Sobrinha do filósofo, a professora Lílian Chaves cita um dos poetas favoritos de Benedito: Carlos Drummond de Andrade. “Nós perdemos um homem maravilhoso, professor de todos, amigo querido. E só posso citar Drummond: As coisas tangíveis tornam-se insensíveis à palma da mão. Mas as coisas findas, muito mais que lindas, essas ficarão”.
LEGADO
Benedito José Viana da Costa Nunes foi filósofo, escritor e um dos mais importantes intelectuais paraenses no cenário nacional. Foi um dos fundadores da Faculdade de Filosofia do Pará, que depois foi incorporada à UFPA, e lecionou literatura e filosofia no Brasil, França e Estados Unidos.

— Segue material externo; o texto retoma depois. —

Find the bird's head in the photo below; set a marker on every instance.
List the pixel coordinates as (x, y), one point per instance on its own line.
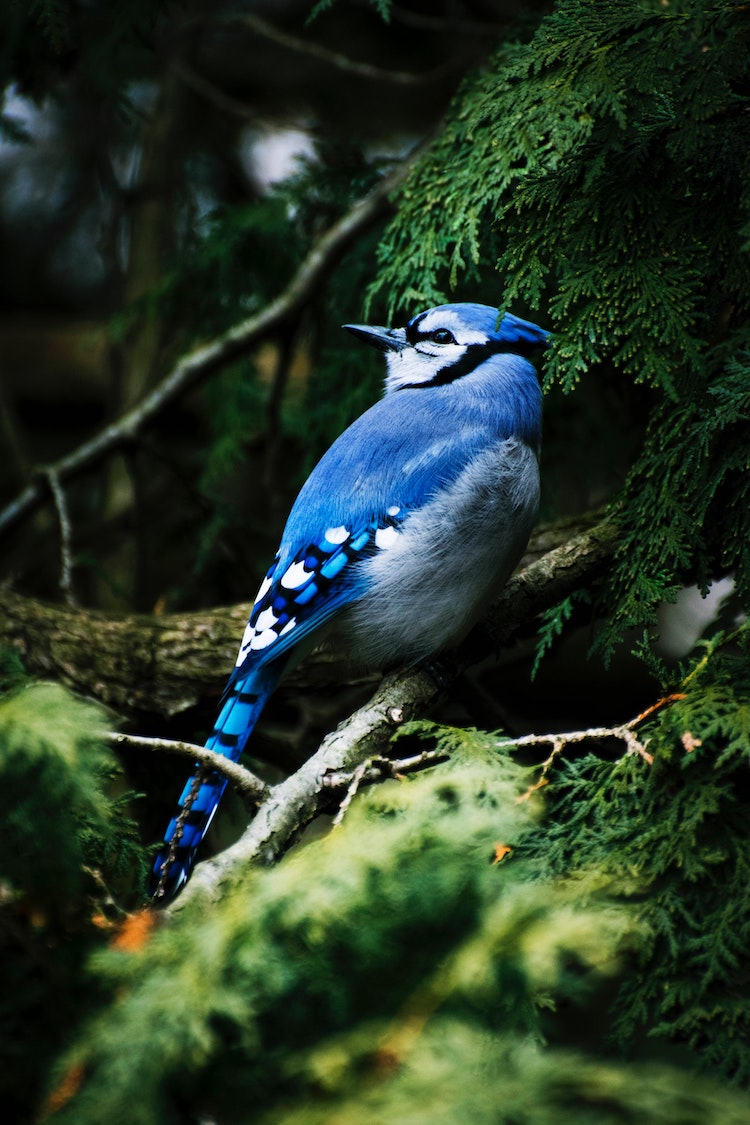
(448, 342)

Autor de livros, artigos e ensaios, o professor da UFPA foi um dos ganhadores do Prêmio Multicultural Estadão de 1998. Também foi Prêmio Jabuti de Literatura em 1987 e o Prêmio Machado de Assis em 2010 (Academia Brasileira de Letras). Era considerado por muitos o maior filósofo vivo do país.
CORPO SERÁ CREMADO
Durante a tarde de domingo, diversos amigos, familiares e autoridades foram dar o adeus ao mestre Benedito Nunes, que deve ser cremado hoje pela manhã no cemitério Max Domini, em Marituba, após missa marcada para as 9h na igreja Santo Alexandre. A professora e mestre em língua portuguesa e literatura Nelly Cecília Rocha, grande amiga de Benedito, resumiu-o em três adjetivos. “Era um homem simples, sábio e santo”.
O atual reitor da Universidade Federal do Pará (UFPA), Carlos Maneschy, ressaltou a falta que o pensador fará: “É um momento de refletir a relevância da obra dele. Era um grande crítico literário e um grande filósofo. Só poucas pessoas, muito extraordinárias, conseguiram conquistar tais dons. A UFPA perde o seu maior talento, que até poucos dias atrás estava em plena atividade e como ele mesmo costumava dizer, era um eterno aprendiz. Pois eu digo, para nós, ele será um eterno mestre”.
Muito emocionado, o professor da faculdade de filosofia da UFPA, Ernani Chaves, lamentou a perda. “Não tenho nem palavras pra dizer o que ele significou pra mim e pra todos nós. O conheci quando tinha apenas 18 anos. Foi ele que abriu os caminhos para eu chegar onde cheguei, na área de filosofia. Deixará um legado absolutamente inestimável”, disse.